Natasha is BFLF director of comms and was born and grew up in South East London.

I think the first club I ever went to was a Capital Radio Junior Best Disco In Town at the Hippodrome in Leicester Sq (now a casino). Pat Sharp! Mandy Smith performed and got booed, I saw her later in the toilet with her mum – they had matching pastel pink pearlescent lipstick and fake fur coats with leopard faces on the back. Amazing.

I went to an all-girls school in Forest Hill and we had a little group of us who would go up to town and hang out in Covent Garden drinking Thunderbird. Amy and Niki were very tall and glam and could pass for much older than 14 or 15 and they were kind of our ‘pass’ into clubs. Us shorter/younger looking ones would tag along behind and hope the doormen would take pity on us.

We would go to a little basement club in Hanover Square called Prohibition – on Tuesdays for a night called ‘Big, Free and Sexy’. It was free, but it wasn’t very big and I was still a virgin so, you know. On Saturday it was ‘Gold’ a club promoted by Sean McClusky and Mark Wigan – one night we were all recruited to take part in a pop promo. Someone got us to leave the club and filmed us dancing whilst sitting down in the back of a cab (!?) – we managed to see about 5 seconds of ourselves on the Chart Show one weekend morning so that was quite exciting. The song was called Oh Well by a band also called Oh Well. I don’t believe it was a hit. [Edit – oh look, here it is, I just found it on youtube Youtube]

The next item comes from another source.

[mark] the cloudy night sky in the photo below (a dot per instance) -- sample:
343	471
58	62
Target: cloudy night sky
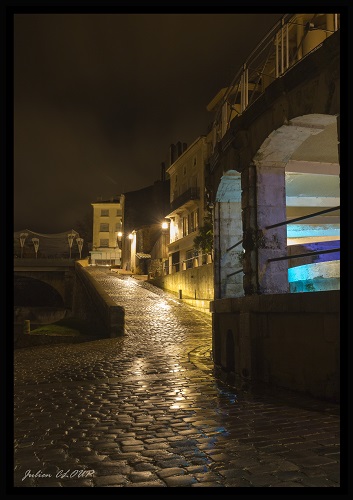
99	97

I loved rare groove and we used to occasionally go to a little club that Patrick Forge did that I remember as being in a modern, basement pub situated underneath a corner of Selfridges. I have never been able to find the pub again. It still puzzles me.

After Prohibition shut down Wigan and Sean took over running a club called The Brain on Wardour street; I used to go nearly every weekend. There were a group of people including Grimsby, Al McKenzie (who DJed at BFLF in Birmingham fairly recently), the members of the band ‘If’, DJ Billy Nasty and various other reprobates who were regulars.

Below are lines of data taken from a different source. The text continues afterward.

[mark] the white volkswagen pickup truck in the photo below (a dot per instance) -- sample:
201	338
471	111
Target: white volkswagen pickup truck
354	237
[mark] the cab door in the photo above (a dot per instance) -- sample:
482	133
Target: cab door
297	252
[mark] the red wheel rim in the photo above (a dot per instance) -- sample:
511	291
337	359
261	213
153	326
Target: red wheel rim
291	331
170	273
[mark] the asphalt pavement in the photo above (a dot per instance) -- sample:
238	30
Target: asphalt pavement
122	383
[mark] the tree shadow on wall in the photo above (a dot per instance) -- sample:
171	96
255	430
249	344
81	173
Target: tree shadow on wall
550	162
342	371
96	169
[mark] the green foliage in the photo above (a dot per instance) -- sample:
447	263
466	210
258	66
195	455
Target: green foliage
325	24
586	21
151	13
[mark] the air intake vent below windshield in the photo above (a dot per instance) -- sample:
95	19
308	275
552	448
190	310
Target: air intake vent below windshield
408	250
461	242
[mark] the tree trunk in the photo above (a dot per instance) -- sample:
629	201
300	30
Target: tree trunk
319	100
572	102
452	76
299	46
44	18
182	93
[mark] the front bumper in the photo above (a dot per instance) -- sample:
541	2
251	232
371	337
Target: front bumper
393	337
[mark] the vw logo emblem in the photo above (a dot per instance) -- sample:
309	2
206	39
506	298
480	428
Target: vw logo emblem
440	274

I remember particularly one guy, known just as “God” who shaved his whole body, wore beige leather outfits and never spoke. It was a great club, you could just turn up on your own and there would be people to talk to and have a laugh with – I loved the little dancefloor and all the neon paintings by Wigan. Pam Hogg, the fashion designer, used to drag her toyboys around that dancefloor in quite an amusing fashion.

I didn’t just go to clubs up in the West End (East London wasn’t a ‘thing’ back in my day). I was also a part-time indie kid and used to go to gigs and indie clubs like The Venue in New Cross (they had some excellent bands on – in fact The Prodigy played there to a half-empty club one night). I remember one night at the Venue there was a very odd lady in a ripped nightdress rolling around on the floor at a Mudhoney aftershow… turned out it was Courtney Love.

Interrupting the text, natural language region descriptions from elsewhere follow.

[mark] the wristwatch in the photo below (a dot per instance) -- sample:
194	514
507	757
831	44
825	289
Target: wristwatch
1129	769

As well as legal clubs there was a big squat rave scene in New Cross – we would often go to The Venue and dance to indie/baggy and then after it closed go and find a Jungle rave in a railway arch or squatted library afterwards. I don’t think we realised how lucky we were to have so much stuff going on. These days with clubs closing right, left and centre (and becoming more corporate) it’s just not the same (yes I am being an old fart, sorry, I’ll stop).

But yes: Squat Raves! There was an old community centre in New Cross that was known as Lady Flo’s and they had raves there every weekend for quite a few months. As one was coming to a close we heard people talking about some crazy party out in the country. Two friends (Daniel and Leila) and I decided to hitchhike. I’d never hitched before and being a bit giddy after a night out I don’t think my judgement was particularly great. We got a bus as far West as we could, and then nabbed a lift with a van full of football fans who dropped us at a roundabout somewhere outside Birmingham.

At this point my tiredness and natural homing instinct took over and I turned aorund and hitched back to London. My friends carried on and eventually managed to get to Castlemorton where they spent three days before being able to cadge a lift back. I’m actually quite glad in retrospect that I didn’t go (even though it would make this story better) and the mother in me shudders to think that I got into a stranger’s car. DON’T DO IT KIDS. Luckily the man was very, very nice and dropped me in Crystal Palace so I could get a 63 bus home and sleep for 2 days.

It’s been great to re-live my younger days at BFLF and see DJs that I used to dance to when I was a teenager… and in one case, a DJ that used to teach at my school (Coldcut’s Jon Moore used to teach us Craft, Design and Technology)!